Diany is a former beauty queen who represented West Java at 1996 Puteri Indonesia, where she was one of ten finalists. In the same competition, she won the People's Choice Award and the Miss Indonesia Tourism award. Actress-turned-representative in the People's Representative Council, Nurul Arifin, pointed to Diany and Surabaya mayor Tri Rismaharini as her inspiration for running for mayor of Bandung.

==Political career==
Diany started her political career in 2008. In that year, she became a candidate for deputy regent of Tangerang under Tangerang regent candidate Jazuli Juwaeli. They lost to Ismet Iskandar and Rano Karno. When South Tangerang officially became a new expansion area in 2009, Airin ran as a candidate for mayor in the 2010 South Tangerang regional elections, paired with Benyamin Davnie, and obtained a majority, with 241,797 votes. Diany and Benyamin officially became Mayor and Deputy Mayor of South Tangerang in 2011–2016, and were re-elected in the 2016 South Tangerang regional elections, holding these positions until 2021.

Following her tenure in South Tangerang, Diany ran in 2024 as a candidate for the national House of Representatives for Banten's 3rd electoral district as a Golkar candidate, and was elected with 302,878 votes.

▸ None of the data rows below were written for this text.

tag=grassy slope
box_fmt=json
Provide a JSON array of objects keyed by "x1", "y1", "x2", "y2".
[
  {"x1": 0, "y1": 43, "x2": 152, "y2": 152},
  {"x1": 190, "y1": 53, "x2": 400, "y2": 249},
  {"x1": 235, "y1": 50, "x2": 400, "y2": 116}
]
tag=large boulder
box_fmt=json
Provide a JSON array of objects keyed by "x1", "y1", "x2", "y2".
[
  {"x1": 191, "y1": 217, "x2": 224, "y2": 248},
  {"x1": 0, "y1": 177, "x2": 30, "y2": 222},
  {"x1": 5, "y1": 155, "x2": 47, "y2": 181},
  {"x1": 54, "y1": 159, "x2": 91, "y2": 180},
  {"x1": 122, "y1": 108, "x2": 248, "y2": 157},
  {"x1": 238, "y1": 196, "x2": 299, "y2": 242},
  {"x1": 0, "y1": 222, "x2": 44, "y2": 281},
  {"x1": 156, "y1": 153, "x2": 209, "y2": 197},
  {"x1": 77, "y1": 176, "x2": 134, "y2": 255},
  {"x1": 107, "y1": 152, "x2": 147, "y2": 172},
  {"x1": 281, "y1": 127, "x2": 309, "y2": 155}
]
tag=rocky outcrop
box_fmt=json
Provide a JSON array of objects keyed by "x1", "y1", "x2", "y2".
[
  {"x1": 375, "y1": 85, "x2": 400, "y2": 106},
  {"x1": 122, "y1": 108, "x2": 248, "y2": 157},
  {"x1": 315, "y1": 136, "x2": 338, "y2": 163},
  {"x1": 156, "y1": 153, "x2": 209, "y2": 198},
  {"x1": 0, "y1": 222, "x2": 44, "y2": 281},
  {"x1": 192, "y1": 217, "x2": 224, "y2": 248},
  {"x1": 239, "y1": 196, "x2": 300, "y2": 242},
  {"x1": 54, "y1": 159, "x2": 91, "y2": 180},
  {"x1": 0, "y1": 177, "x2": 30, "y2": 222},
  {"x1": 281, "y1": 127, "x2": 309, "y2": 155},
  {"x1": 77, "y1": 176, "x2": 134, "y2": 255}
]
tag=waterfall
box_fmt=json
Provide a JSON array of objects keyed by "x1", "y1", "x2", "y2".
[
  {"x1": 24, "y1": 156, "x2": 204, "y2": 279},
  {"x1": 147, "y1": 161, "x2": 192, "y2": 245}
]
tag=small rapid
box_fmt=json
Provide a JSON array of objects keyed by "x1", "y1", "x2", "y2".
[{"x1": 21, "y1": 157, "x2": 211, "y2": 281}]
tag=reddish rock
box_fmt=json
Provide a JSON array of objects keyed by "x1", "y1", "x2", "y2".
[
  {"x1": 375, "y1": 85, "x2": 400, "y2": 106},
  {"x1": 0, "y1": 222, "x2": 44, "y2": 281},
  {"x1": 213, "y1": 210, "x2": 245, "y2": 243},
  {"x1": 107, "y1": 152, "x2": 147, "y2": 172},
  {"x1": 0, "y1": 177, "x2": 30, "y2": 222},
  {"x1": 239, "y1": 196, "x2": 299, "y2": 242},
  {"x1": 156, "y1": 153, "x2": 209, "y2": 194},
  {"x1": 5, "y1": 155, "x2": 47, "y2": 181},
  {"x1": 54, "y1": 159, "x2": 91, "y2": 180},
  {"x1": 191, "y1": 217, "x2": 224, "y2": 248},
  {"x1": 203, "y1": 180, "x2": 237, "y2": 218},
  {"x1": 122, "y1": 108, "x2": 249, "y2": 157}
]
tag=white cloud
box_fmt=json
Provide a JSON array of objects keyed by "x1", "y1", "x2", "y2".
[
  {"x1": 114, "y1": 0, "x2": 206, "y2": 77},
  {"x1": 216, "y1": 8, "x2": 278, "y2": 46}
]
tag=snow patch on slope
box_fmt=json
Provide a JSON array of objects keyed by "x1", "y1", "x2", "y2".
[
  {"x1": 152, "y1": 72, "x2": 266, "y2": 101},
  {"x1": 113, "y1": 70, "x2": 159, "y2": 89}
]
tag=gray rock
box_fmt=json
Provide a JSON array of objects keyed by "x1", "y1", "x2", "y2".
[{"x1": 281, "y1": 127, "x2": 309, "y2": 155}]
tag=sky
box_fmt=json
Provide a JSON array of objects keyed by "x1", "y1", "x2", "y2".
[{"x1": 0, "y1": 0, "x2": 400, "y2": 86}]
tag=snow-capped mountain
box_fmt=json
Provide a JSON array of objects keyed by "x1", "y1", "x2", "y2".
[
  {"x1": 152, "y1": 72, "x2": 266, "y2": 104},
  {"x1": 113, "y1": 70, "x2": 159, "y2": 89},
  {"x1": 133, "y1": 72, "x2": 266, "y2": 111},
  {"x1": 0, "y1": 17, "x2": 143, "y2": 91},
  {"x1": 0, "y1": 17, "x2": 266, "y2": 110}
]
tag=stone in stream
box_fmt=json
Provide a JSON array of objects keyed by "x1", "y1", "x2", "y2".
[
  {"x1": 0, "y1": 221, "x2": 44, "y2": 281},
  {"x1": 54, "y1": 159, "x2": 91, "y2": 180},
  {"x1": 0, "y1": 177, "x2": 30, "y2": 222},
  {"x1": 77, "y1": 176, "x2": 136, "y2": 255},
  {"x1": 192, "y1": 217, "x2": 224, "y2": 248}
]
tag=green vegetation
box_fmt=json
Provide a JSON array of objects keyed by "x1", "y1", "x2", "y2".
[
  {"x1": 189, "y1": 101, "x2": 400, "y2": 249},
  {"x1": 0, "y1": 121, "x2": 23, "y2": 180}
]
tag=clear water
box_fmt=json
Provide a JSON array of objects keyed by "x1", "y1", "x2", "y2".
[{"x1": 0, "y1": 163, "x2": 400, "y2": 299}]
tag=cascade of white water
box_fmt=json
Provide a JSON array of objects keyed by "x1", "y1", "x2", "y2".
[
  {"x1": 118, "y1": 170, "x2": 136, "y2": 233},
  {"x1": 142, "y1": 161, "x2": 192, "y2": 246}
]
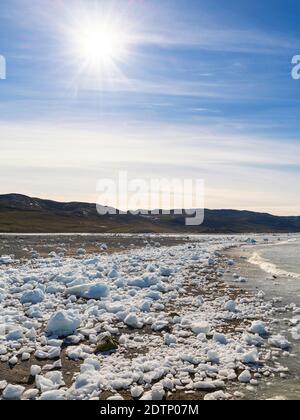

Diany ran as a candidate for Governor of Banten, paired with former deputy regent of Lebak Ade Sumardi for Vice Governor, in the 2024 Banten gubernatorial election, but did not in.

==Personal life==
Diany is married to Tubagus Chaeri Wardana, the younger brother of former Banten Governor Ratu Atut Chosiyah. They married in 1997 and have two children, namely Tubagus Ghifari Al Chusaeri Wardana (1998) and Ratu Ghefira Marhamah Wardana (2004).